Sunday, January 5, 2020: 4:10 PM
Riverside Ballroom (Sheraton New York)
John Marquez, University of California, Irvine
Focusing on conditional manumission in colonial Rio de Janeiro, this paper explores the connections between the “interior lives” of people of African descent, their legal and political imaginaries, and the claims they made before slave owners, notaries, and judges. In the late eighteenth century, one of every three manumissions conferred in that port city and its hinterlands was conditional; that is, legal freedom was conferred with an explicit condition or obligation attached. Conditional manumission placed legal freedom upon an uncertain horizon over a broader landscape of customary practices, informal bonds, contractual obligations, and personal, often intimate, expressions of power. In some cases, legal freedom assumed immediate effect, so long as newly freed persons honored the wishes of and obligations to their former masters, which included maintaining honorable marriages, performing masses for the salvation of their master’s soul, paying down debts, or training new slaves. The most common condition, however, obligated slaves to labor until their master’s death, when their legal freedom would become valid. This latter condition created a group of individuals neither entirely free nor entirely enslaved who notaries called “future libertos.” This paper explores how “future libertos” confronted their liminal status with inventive notarial and judicial strategies that inscribed their own understandings of slavery and freedom, and countered the coercion intrinsic to manumission.

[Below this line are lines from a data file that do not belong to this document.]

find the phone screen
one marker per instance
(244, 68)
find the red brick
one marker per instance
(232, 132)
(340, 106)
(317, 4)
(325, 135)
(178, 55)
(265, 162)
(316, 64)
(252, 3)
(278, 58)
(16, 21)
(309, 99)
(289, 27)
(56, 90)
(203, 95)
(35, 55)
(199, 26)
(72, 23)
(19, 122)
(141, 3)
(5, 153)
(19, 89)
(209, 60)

Exploring their praxis of claims-making enables us to understand how claims to limited rights and privileges among the conditionally freed evolved from the “interior lives,” concerns, and priorities of people of African descent, their kin, and their community. As they negotiated rations of food and medicine, access to clothing and shoes, and defined the limits of mastery, enslaved people moving from slavery to freedom confronted the precarities engendered by manumission. In doing so, they revealed glimpses of their imagination and conception of freedom.